High winds brought in a raft of garbage and boats alike from Cadboro Bay, and now high tides are keeping Oak Bay staff and resident volunteers from cleaning most of it up.
Amongst some of the trash that Oak Bay staff cleaned up two weeks ago were pieces of boats and eight red gas cans, some of them still containing fuel, others empty.
“We took out a whack of stuff, which was what we could pack out [considering the steep stair climb] up Hibbens Close,” said Park Services manager Chris Hyde-Lay.
As soon as a tidal window opens up, an Oak Bay Parks crew will enter the beach from Saanich’s Cadboro-Gyro beach with a tractor and trailer to pull the rest of the garbage out, including a couch-chair.
As far as the six boats that sunk and washed up on shore in January, Eric Dahli of the Cadboro Bay Residents Association said their future is still unknown.
There has been talk of attempts being made to salvage two of the boats but nothing has worked yet.
In 2017 a 40-person volunteer team led the beginning of a major cleanup on both the Saanich and Oak Bay sides of Cadboro Bay’s beaches. And it was exactly a year ago that John Roe of the Veins of Life Watershed Society and Dead Boat Disposal led the exhumation of three boats from their watery graves in Caddy Bay.
Oak Bay Mayor Kevin Murdoch said this might be a year that council approves a line item in the budget towards removing marine detritus from Caddy Bay beach.

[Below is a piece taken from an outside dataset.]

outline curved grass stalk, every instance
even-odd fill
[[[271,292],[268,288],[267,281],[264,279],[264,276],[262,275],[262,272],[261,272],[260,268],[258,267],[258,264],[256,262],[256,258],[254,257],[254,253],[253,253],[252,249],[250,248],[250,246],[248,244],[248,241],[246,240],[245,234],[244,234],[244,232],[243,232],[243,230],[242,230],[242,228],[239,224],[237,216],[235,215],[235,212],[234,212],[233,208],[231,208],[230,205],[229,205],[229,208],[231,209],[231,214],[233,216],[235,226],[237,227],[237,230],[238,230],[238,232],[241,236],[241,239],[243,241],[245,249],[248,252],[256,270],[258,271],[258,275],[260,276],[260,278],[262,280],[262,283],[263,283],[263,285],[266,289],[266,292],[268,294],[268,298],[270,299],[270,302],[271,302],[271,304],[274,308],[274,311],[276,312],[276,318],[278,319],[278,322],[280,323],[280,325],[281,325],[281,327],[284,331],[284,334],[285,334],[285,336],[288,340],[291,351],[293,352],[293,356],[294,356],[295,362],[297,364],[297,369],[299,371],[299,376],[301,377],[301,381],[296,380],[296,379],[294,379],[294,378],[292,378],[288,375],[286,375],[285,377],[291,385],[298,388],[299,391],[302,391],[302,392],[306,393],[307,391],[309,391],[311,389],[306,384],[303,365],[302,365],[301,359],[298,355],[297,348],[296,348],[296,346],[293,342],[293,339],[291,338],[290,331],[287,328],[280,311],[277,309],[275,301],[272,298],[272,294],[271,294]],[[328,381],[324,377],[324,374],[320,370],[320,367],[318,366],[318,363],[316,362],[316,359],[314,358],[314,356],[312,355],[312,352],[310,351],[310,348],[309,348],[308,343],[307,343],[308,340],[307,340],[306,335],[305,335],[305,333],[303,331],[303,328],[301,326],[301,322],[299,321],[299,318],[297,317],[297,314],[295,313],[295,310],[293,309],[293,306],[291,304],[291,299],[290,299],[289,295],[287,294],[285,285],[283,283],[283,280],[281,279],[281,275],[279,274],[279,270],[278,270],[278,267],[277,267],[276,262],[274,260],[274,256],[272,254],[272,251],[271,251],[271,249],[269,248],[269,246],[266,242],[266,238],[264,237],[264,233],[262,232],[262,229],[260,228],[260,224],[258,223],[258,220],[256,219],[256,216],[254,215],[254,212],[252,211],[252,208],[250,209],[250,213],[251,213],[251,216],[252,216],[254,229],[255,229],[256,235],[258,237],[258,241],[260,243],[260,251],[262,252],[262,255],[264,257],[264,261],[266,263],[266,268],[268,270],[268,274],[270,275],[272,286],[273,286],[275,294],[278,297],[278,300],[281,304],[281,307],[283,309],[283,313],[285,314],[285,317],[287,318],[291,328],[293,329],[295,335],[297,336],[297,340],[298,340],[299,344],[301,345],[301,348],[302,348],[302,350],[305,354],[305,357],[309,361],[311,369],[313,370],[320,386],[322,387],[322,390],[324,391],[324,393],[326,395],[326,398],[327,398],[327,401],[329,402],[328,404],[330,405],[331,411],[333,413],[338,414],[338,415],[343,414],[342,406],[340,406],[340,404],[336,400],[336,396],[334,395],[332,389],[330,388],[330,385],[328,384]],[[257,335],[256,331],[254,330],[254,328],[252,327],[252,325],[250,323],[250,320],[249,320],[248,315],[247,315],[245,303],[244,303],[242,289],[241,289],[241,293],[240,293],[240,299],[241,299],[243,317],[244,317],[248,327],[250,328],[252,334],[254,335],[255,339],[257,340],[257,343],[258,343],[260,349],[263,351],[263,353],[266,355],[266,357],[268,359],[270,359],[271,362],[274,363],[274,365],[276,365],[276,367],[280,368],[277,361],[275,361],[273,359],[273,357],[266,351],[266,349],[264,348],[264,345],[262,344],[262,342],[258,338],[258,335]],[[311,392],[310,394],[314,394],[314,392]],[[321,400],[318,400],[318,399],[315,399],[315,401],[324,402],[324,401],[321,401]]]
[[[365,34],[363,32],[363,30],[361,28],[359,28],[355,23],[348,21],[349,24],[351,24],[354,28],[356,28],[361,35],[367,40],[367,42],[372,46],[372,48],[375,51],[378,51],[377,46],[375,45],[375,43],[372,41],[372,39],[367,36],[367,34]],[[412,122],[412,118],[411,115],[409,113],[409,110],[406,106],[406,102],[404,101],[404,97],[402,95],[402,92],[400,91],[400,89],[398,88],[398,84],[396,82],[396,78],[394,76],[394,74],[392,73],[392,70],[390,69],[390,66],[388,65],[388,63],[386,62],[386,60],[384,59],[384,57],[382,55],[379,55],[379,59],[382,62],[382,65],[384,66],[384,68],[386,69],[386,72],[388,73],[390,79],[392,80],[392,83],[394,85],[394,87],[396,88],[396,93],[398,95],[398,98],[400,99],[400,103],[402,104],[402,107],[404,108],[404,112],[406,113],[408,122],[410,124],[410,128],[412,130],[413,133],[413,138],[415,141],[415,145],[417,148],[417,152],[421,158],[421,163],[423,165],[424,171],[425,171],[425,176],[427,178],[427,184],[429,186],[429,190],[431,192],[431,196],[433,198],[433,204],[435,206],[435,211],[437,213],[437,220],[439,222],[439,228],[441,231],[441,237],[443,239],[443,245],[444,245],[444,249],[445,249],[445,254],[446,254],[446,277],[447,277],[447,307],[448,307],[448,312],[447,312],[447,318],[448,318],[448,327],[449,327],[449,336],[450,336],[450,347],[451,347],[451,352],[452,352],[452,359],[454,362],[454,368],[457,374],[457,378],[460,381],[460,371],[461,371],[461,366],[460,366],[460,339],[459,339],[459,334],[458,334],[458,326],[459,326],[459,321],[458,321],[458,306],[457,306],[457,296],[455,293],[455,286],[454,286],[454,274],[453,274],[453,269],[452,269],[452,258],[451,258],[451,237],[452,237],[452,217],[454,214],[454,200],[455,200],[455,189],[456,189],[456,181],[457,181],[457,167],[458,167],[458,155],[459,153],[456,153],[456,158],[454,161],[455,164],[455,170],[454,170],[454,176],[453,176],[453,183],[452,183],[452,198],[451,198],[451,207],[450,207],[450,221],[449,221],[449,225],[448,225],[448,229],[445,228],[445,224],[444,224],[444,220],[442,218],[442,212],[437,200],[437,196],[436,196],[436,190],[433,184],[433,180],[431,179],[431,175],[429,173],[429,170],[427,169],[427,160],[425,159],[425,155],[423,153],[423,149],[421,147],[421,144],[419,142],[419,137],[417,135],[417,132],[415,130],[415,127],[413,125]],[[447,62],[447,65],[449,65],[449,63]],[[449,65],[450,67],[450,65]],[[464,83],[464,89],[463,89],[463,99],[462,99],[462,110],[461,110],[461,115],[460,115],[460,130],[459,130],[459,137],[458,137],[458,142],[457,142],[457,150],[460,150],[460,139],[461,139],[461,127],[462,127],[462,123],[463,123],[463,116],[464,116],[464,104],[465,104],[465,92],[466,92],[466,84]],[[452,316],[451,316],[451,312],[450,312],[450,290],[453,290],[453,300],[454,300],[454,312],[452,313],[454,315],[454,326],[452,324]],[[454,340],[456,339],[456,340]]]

However, the responsibility for derelict and abandoned boats remains a provincial and federal one, he said.
“One of the problems is a lot of these boats are already derelict at their buoys, at their moorings, so that by the time they reach the shore they are a wreck,” Murdoch said. “So we need a preventative system that deals with this ahead of time.”
“It’s as bad as it’s been since the big cleanup of 2017,” Dahli said. “There’s been the odd [wreck], but this has really brought it back to mind.
“We’re contemplating some more preventative work, such as leaving notices on people’s boats.”
Dahli said that all boats should have a phone number visible on the boat that matches a phone number on the buoy.
“One of the things we’ve discovered is there are people using buoys that aren’t theirs, and owners aren’t aware, which is an issue that we’ll have to address,” Dahli said.